SR-Hab (Socially Responsive Habitat), Finland, Poland, 2010 in collaboration with students from the Department of Mechanical Engineering@ McGill University

The SR-Hab (Socially Responsive Habitat) project is a mobile, self-sustainable bicycle unit for urban commuting and dwelling, developed in collaboration with students from the Department of Mechanical Engineering at McGill University in Montreal. A big part of existence today is mobility. With growing environmental concerns, commuters are making efforts to be more eco-friendly. My solution to this demand combines a commuter bicycle with a habitat that can sustain basic living necessities ‘off the grid.’ The electricity generated by the user powers the appliances within the habitat such as lights, laptop, iPod and cooking instruments.


Sleeping Dress Prototype

SleepingDress prototype 1-2, Mexico City, Mexico, Toulouse, France, Brussels, Belgium and Tallinn, Estonia, 2004

The SleepingBagDress prototype involves a multipurpose kimono-dress that when inflated changes into a cylindrical container inhabitable by one or two people. The SleepingBagDress prototypes operate on a small computer fan powered by a rechargeable lead battery (prototype 1) and NiMH batteries charged by a solar panel incorporated into the dress itself (prototype 2) and looks at the portability and self-sustainability of a wearable cell, comfortable as both, a dress and a temporary shelter. The SleepingBagDress prototype was used in walking performance in Mexico City (Mexico 2003), Toulouse (France 2004), Brussels (Belgium 2004) and as part of the 2004 International Symposium of Electronic Art (ISEA) in Tallinn (Estonia).
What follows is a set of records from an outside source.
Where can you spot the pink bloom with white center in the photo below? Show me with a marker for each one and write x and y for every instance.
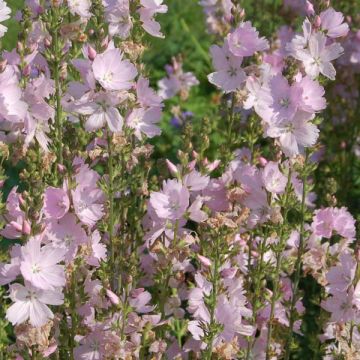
(341, 276)
(295, 134)
(39, 264)
(112, 72)
(332, 23)
(98, 250)
(274, 180)
(56, 203)
(102, 110)
(341, 306)
(286, 98)
(318, 56)
(147, 13)
(139, 298)
(172, 202)
(66, 234)
(144, 121)
(87, 197)
(80, 7)
(4, 15)
(245, 41)
(312, 98)
(229, 75)
(30, 304)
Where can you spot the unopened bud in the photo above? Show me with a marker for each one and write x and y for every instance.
(91, 52)
(317, 22)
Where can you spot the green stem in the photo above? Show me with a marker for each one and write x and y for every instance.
(278, 266)
(297, 265)
(111, 210)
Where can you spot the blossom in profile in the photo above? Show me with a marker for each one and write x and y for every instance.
(56, 203)
(228, 74)
(112, 72)
(172, 202)
(317, 57)
(332, 23)
(4, 15)
(274, 180)
(39, 265)
(245, 40)
(30, 303)
(296, 134)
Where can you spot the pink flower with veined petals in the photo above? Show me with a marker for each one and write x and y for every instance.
(245, 41)
(228, 74)
(274, 180)
(30, 304)
(56, 203)
(332, 23)
(39, 265)
(112, 72)
(172, 202)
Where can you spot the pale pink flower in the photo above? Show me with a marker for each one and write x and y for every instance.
(274, 180)
(332, 23)
(285, 98)
(172, 202)
(296, 134)
(245, 41)
(56, 203)
(341, 276)
(312, 97)
(39, 264)
(98, 250)
(144, 121)
(228, 74)
(112, 72)
(30, 304)
(318, 56)
(67, 234)
(4, 15)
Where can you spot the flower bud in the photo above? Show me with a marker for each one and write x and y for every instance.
(91, 52)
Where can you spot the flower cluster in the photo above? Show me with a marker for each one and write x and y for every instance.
(220, 251)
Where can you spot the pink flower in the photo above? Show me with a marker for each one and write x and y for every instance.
(147, 12)
(296, 134)
(144, 122)
(102, 110)
(66, 234)
(4, 15)
(30, 303)
(274, 180)
(39, 265)
(332, 23)
(229, 75)
(56, 203)
(112, 72)
(312, 98)
(318, 56)
(172, 202)
(286, 98)
(98, 250)
(245, 41)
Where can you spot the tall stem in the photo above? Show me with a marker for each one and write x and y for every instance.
(297, 265)
(56, 70)
(111, 210)
(278, 266)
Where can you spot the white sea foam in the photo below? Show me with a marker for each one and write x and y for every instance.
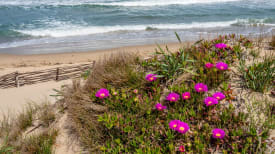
(61, 29)
(109, 3)
(164, 2)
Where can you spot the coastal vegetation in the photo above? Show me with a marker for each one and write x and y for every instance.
(185, 101)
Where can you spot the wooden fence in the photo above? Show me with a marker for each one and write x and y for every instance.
(17, 79)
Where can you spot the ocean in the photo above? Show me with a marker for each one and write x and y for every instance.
(54, 26)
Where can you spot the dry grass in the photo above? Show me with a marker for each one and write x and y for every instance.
(39, 144)
(116, 70)
(13, 128)
(272, 42)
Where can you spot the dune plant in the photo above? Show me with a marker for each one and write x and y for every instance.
(152, 116)
(259, 76)
(272, 42)
(168, 64)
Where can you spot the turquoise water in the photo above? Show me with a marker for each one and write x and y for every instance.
(48, 26)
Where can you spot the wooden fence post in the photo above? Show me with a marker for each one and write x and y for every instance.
(57, 74)
(16, 79)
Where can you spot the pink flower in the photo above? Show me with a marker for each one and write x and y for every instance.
(200, 87)
(208, 101)
(218, 133)
(160, 107)
(186, 95)
(173, 97)
(174, 124)
(114, 93)
(181, 148)
(220, 45)
(135, 91)
(102, 93)
(209, 65)
(151, 77)
(182, 127)
(221, 66)
(219, 96)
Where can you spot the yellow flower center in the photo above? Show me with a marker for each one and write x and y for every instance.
(218, 134)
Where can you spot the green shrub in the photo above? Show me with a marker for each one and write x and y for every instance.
(131, 123)
(259, 76)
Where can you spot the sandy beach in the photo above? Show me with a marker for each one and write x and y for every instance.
(12, 100)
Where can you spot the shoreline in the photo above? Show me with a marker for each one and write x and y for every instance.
(12, 61)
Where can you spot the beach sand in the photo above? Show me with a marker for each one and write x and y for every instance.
(14, 99)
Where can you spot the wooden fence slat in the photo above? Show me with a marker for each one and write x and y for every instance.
(17, 79)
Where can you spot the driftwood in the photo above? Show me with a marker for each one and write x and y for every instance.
(17, 79)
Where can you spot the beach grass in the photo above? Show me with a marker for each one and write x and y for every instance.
(172, 102)
(128, 120)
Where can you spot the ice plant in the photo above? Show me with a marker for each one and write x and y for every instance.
(174, 124)
(114, 93)
(102, 93)
(200, 87)
(218, 95)
(221, 66)
(160, 107)
(135, 91)
(186, 95)
(151, 77)
(181, 148)
(173, 97)
(218, 133)
(182, 127)
(209, 65)
(208, 101)
(220, 45)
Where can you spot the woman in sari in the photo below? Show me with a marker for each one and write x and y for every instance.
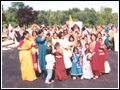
(25, 56)
(42, 45)
(17, 35)
(95, 61)
(106, 40)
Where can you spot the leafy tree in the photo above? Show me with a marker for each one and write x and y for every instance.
(46, 22)
(27, 16)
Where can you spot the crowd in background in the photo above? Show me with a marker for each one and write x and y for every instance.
(57, 52)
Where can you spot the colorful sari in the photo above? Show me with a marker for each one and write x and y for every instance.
(27, 69)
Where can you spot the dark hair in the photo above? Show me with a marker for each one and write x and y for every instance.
(101, 39)
(48, 34)
(86, 44)
(49, 51)
(60, 35)
(66, 31)
(71, 36)
(79, 42)
(57, 44)
(55, 33)
(83, 28)
(77, 32)
(99, 33)
(24, 33)
(87, 51)
(93, 35)
(33, 32)
(85, 36)
(15, 26)
(75, 48)
(72, 29)
(40, 31)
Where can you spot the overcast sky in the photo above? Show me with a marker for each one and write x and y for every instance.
(65, 5)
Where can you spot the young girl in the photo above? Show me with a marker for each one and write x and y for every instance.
(79, 47)
(87, 72)
(76, 64)
(60, 71)
(50, 60)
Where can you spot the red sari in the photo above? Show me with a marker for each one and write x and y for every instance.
(60, 71)
(95, 62)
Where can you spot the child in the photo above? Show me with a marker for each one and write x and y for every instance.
(76, 64)
(60, 71)
(80, 50)
(50, 60)
(87, 72)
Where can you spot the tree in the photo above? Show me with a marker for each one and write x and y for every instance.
(3, 17)
(27, 16)
(41, 19)
(46, 22)
(18, 5)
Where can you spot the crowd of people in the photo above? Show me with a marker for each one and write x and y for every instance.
(58, 52)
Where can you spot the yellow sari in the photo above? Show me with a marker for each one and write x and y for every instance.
(26, 61)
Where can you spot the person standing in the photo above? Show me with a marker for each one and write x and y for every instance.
(65, 47)
(76, 68)
(42, 45)
(111, 39)
(17, 35)
(95, 61)
(116, 40)
(7, 33)
(60, 71)
(27, 69)
(50, 60)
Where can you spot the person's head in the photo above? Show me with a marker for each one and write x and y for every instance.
(87, 51)
(65, 32)
(61, 35)
(57, 45)
(99, 29)
(6, 27)
(86, 45)
(49, 43)
(49, 51)
(71, 38)
(93, 37)
(40, 33)
(34, 33)
(86, 38)
(55, 35)
(75, 50)
(99, 35)
(76, 33)
(100, 40)
(25, 35)
(112, 28)
(48, 35)
(83, 28)
(79, 44)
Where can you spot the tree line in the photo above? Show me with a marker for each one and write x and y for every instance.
(20, 14)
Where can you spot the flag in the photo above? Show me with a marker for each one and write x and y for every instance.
(70, 19)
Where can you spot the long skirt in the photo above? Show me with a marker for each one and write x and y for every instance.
(60, 71)
(102, 61)
(87, 71)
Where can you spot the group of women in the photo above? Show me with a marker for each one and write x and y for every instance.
(84, 53)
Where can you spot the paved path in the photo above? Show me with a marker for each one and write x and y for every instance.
(11, 74)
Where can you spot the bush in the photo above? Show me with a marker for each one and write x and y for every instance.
(4, 25)
(13, 24)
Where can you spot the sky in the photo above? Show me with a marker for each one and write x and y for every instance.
(65, 5)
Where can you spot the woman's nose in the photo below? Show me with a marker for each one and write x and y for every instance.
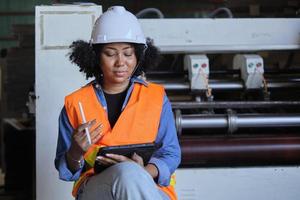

It won an honorable mention in the Palm Mobility contest and was featured in Air Canada’s enRoute magazine in October 2007.


Dressware project 2003

Dressware, long-term research and development project, 2003

Dressware was inspired by the legacy of the British collective - Archigram that investigated the relationship between cities and new technologies, regarding fun, play, and pleasure as their projects’ rationale. Expanding on Archigram’s concept of ‘clothing for living in’, my own project evolves around the idea of clothing as portable architecture in ‘you never know WEAR?’ situations of local and global emergencies. Considering how our lives have become multi-dimensional and multi-demanding, this work attempts to comment on global uncertainties and the relation between technology and everyday life. Dressware brings our individual needs to the basic experience of survival and consists of three prototypes: SleepingBagDress, ParachuteDress and LifesaverDress.